Crescita. Sviluppo. Bisogna crescere. Aumentare i fatturati, aumentare i profitti. E tagliare le spese. Occorre fare “le Riforme” e rivedere il welfare. Eliminare gli sprechi e tagliare i rami secchi, inutili zavorre alla crescita. Freni insostenibili alla corsa sfrenata e lucente verso il… futuro… radioso…

Ecco i binari su cui si muove questa locomotiva impazzita e noi lì, incatenati sopra. Impotenti. Almeno i si-global ci credono. Loro pensano che questo modello porterà più benessere a tutti… E’ proprio vero che l’ignoranza a volte può servire. Perché si soffre di meno, a non conoscere. A non capire.

Assecondando questo modello di sviluppo, tutta la società, quindi la nostra vita tutta intera, deve cambiare, adeguarsi. Devono cambiare le strutture e le forme del lavoro; devono cambiare la sanità e l’erogazione dei servizi.
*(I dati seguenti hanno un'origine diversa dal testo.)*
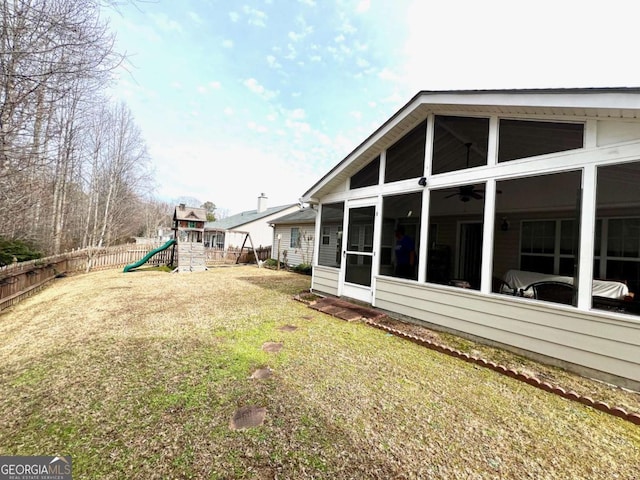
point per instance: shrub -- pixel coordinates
(19, 250)
(303, 268)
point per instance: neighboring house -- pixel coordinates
(498, 191)
(294, 234)
(231, 231)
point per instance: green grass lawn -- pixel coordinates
(138, 375)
Deve cambiare la scuola!

Il governo uscente (più liberista del prossimo venturo, ma solo di poco), ha varato una riforma della scuola per trasformare i nostri figli in “piccoli imprenditori”, futuri uomini e donne pronti a calarsi nel vortice del mondo globale e della vita … quella cosa tutta piena di lotte e di commerci turbinosi”. Uomini e donne temprati a un’esistenza “ruvida e concreta”, quella “del buon mercante inteso alla moneta”… (il virgolettato è di Guido Gozzano, ndr)

E allora ecco “il portfolio”. E allora ecco le tre “i” (inglese! internet! impresa!)…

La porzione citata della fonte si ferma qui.